Schichtdienst, Streik und Freizeit

Schichtdienst, das bedeutet man geht arbeiten, wenn andere Menschen frei haben oder Feierabend. Oft sehen die anderen Menschen nur das man mal wieder frei hat, leider sieht niemand das man jedes zweite Wochenende Dienst hat. Schichtdienst ist schlecht bezahlt und absolut Beziehungs- und Familienfeindlich.

Schichtdienst bedeutet man geht an Feiertagen, am Wochenende arbeiten und oft auch nachts. In wenigen Berufen muss man einspringen, wenn jemand krank ist.  Plötzlich hat man nicht nur zwei Nächte sondern vier. Der Urlaub wird kurzer Hand gestrichen. Natürlich kann man auch Nein sagen, aber das tut man seinen Kollegen selten an, denn auch  auch die Kollegen sind schon am Limit ihrer Kraft.

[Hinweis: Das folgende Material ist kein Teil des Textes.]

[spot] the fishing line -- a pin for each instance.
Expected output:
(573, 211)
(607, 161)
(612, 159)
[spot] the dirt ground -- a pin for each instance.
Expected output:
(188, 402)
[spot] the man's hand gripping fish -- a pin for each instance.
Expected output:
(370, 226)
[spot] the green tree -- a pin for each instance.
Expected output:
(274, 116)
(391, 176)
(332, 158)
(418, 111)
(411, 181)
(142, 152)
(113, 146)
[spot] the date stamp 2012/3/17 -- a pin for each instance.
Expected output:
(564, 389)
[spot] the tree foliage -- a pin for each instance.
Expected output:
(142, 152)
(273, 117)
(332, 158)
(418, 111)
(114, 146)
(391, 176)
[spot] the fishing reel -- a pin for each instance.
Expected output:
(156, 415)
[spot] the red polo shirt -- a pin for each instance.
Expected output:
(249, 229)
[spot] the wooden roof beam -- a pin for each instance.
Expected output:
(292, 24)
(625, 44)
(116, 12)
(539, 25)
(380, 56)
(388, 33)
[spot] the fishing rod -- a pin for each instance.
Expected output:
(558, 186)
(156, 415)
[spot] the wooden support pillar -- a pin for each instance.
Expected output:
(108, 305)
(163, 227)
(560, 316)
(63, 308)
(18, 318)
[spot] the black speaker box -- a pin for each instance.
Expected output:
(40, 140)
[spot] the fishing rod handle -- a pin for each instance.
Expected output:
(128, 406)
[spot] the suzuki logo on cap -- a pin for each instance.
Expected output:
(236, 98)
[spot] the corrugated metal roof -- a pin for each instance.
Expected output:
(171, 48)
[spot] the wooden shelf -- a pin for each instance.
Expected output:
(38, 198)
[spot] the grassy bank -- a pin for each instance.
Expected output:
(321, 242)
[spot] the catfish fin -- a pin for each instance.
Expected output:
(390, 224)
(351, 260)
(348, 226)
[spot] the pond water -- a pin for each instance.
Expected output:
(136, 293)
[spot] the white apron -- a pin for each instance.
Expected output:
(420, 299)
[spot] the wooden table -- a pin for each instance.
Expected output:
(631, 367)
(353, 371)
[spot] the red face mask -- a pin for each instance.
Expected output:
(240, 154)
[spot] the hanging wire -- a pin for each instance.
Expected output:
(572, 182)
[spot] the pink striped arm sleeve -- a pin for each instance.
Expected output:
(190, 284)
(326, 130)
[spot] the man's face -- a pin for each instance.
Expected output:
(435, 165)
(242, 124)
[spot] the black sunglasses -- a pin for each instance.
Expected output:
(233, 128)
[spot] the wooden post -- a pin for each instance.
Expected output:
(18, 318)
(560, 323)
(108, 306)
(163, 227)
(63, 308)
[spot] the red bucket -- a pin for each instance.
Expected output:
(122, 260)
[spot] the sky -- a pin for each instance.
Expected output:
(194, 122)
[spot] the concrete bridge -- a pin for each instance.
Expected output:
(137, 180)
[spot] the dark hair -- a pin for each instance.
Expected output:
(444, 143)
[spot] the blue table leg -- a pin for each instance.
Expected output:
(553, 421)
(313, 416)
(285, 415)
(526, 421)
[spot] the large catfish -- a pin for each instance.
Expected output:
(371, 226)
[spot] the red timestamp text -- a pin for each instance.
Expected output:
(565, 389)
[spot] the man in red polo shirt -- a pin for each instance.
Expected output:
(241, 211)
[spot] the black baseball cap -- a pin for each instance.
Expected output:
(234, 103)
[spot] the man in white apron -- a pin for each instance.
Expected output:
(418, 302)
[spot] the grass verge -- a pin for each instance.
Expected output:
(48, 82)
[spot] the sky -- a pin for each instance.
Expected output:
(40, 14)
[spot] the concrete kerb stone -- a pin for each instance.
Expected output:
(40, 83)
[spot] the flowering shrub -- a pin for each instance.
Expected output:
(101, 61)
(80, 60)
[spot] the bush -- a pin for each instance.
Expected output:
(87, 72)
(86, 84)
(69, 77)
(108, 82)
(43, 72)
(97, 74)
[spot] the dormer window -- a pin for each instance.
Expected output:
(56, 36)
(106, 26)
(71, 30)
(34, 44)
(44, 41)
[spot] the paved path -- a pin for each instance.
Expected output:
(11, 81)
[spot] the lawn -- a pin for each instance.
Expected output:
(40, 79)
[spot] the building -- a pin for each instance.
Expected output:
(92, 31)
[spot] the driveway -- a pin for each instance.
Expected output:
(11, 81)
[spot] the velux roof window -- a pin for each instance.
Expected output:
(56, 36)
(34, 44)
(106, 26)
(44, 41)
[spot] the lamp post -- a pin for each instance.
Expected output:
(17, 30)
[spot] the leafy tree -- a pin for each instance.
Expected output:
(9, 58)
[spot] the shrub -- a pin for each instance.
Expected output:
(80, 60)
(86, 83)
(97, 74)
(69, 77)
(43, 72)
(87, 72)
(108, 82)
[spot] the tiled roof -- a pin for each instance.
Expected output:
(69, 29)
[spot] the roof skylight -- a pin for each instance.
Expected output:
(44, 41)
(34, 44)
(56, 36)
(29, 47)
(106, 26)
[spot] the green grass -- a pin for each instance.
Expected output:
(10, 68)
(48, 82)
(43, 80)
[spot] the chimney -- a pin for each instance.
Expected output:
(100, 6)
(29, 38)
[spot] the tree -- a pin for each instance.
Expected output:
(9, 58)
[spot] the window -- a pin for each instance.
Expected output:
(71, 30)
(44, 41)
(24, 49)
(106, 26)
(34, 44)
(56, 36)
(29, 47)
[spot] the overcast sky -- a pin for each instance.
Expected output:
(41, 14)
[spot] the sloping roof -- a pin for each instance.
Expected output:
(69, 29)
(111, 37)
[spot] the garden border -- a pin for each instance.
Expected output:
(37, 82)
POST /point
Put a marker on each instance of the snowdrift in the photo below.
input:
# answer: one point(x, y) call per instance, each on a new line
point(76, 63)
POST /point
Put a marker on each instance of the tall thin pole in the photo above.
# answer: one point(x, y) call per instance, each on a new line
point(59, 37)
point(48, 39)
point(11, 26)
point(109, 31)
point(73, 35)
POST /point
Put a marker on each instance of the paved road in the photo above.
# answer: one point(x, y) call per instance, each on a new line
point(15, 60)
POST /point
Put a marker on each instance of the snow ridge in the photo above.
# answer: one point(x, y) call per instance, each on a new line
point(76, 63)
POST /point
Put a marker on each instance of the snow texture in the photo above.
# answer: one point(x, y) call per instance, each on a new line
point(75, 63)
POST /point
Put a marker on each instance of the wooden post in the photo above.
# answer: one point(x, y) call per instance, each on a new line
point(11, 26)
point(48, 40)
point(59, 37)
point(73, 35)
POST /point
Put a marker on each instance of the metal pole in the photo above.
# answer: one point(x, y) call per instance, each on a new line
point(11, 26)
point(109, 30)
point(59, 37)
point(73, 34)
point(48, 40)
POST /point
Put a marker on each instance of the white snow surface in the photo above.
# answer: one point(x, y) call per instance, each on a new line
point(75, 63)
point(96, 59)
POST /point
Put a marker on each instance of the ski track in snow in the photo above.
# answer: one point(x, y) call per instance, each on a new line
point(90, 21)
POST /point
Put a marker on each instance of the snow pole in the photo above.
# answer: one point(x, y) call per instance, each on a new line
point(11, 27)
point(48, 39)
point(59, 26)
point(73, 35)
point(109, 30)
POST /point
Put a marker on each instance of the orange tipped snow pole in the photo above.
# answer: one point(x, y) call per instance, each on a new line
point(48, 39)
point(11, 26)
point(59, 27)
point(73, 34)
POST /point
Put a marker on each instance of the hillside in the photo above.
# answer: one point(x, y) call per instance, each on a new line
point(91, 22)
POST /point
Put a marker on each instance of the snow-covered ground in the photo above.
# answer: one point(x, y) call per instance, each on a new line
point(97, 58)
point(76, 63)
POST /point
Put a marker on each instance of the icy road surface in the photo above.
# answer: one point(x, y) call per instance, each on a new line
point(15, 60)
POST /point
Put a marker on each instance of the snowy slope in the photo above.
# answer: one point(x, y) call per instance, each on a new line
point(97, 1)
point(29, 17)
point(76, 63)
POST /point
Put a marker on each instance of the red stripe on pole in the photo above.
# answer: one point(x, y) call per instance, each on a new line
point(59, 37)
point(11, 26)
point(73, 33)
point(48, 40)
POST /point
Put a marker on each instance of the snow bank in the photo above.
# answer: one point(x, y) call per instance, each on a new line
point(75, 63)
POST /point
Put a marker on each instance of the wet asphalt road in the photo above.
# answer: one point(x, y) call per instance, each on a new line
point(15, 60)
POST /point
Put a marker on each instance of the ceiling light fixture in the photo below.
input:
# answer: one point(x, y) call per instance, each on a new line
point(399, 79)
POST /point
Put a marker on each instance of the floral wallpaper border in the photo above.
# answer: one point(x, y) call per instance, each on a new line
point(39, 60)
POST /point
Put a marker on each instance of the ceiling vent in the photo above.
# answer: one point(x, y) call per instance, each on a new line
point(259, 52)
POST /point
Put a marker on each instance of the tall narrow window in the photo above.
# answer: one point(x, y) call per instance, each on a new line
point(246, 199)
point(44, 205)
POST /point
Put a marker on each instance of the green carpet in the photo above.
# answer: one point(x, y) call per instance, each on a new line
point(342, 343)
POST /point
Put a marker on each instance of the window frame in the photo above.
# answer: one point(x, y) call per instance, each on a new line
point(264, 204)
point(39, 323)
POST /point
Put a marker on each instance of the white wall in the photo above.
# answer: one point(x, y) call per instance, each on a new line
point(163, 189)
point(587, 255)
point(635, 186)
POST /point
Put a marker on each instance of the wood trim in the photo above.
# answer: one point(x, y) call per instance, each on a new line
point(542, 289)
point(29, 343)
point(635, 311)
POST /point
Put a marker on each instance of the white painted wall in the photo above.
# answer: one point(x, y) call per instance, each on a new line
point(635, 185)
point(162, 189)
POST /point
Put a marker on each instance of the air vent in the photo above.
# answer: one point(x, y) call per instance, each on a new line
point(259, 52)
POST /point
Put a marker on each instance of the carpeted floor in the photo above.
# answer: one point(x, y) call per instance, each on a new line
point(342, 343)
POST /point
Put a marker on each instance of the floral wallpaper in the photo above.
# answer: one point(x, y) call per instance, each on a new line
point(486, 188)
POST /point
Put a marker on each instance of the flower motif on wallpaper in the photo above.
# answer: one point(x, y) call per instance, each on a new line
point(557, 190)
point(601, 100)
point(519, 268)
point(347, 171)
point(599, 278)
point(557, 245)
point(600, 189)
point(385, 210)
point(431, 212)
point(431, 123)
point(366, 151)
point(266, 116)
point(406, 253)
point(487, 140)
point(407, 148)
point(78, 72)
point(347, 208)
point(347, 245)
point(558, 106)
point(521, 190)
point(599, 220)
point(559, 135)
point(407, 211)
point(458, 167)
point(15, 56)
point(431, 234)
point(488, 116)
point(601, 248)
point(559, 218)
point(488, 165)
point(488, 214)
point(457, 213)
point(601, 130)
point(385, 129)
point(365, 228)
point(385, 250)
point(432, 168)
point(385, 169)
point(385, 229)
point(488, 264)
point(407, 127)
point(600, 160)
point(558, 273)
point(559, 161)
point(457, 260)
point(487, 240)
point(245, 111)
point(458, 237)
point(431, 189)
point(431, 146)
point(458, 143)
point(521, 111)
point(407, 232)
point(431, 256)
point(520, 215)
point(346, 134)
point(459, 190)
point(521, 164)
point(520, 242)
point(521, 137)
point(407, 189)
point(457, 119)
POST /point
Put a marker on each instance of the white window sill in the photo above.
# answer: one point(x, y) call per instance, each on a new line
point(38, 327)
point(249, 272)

Wenn ich dann lese, dass die Kirche den Sonntag als arbeitsfrei wünscht, frage ich mich, wie das wohl gehen soll. Klar muss man am Sonntag nicht unbedingt einkaufen gehen, aber wo bleibt da die Gerechtigkeit. Natürlich habe ich gewusst als ich den Beruf als Krankenschwester erlernt habe, dass ich am Wochenende arbeiten muss und auch an Feiertagen. Aber manchmal ist ein Punkt erreicht und da nervt es einfach. Bei mir ist er zu Zeit erreicht nach 26 Jahren im Schichtdienst.

Wenn ich Pech habe mit meinem Dienst kann es passieren, dass ich meinen Sohn 1,5 Tage nur schlafend antreffe. Wenn ich frei habe sitzt er in der Schule. Wenn ich zum Dienst gehe, ist er noch in der Schule, wenn ich dann nach dem Spätdienst nach Hause komme schläft er und wenn ich zum Frühdienst gehe, dann schläft er noch. Beim Nachtdienst trifft es dann meinen Mann: wenn ich nach Hause komme, geht er zur Arbeit und wenn er wiederkommt, fahre ich zum Dienst. Solche Schichten stellen eine Beziehung auf eine harte Probe und das geht nur, wenn man sich wirklich sehr gut versteht und liebt. Danke an meinen Mann und meinen Sohn, dass sie es schon so lange mitmachen!

Wenn ich jetzt sehe, dass die Bahnmitarbeiter streiken, kann ich sie gut verstehen und erkläre mich absolut solidarisch. Jeder der nicht im Schichtdienst arbeitet wird es nicht verstehen. Auch die Lokführer arbeiten nachts,  am Wochenende und auch an Feiertagen und auch sie werden schlecht bezahlt. Und bevor jetzt jemand meckert: die Bahnstreiks treffen uns auch persönlich. Ich kann auch die Müllabfuhr,  die Busfahrer und andere Berufe, die im öffentlichen Dienst arbeiten verstehen, wenn sie streiken. Natürlich geht es ihnen um eine bessere Bezahlung. So toll sind die Gehälter für diese Berufsgruppen nicht und sie müssen hart für ihr Geld arbeiten. Zudem arbeiten sie/wir zu Zeiten, an denen andere Menschen auf dem Sofa sitzen oder im Bett liegen und schlafen.

Denkt mal drüber nach. Und wenn ihr seht, dass ich „schon wieder“ frei habe, macht Euch bewusst, das meine Wochenende im Dienst auf Station stattfindet, oder zu Zeiten, an denen ihr eure Freizeit mit Familie oder Freunden genießt.

Aktive Mittagspause

Heute war es mal wieder so weit. Verdi und viele andere Berufsorganisationen haben zu einer kleinen Aktion aufgerufen. Diesmal kein großer Streik, sondern eine „Aktive Mittagspause!“ Um 12 Uhr wurde die Arbeit für eine halbe Stunde niedergelegt. Die Patientenversorgung war in der Zeit gewährleistet, weil einige Kollegen auf die Pause verzichtet haben. Das heißt auch keine zusätzlichen Kosten durch Personalausfall. Es geht mal wieder um die Aktion „Der Deckel muß weg“.  So wie es jetzt ist, darf es nicht weitergehen, immer mehr Personalabbau und immer weniger Geld für die Pflege.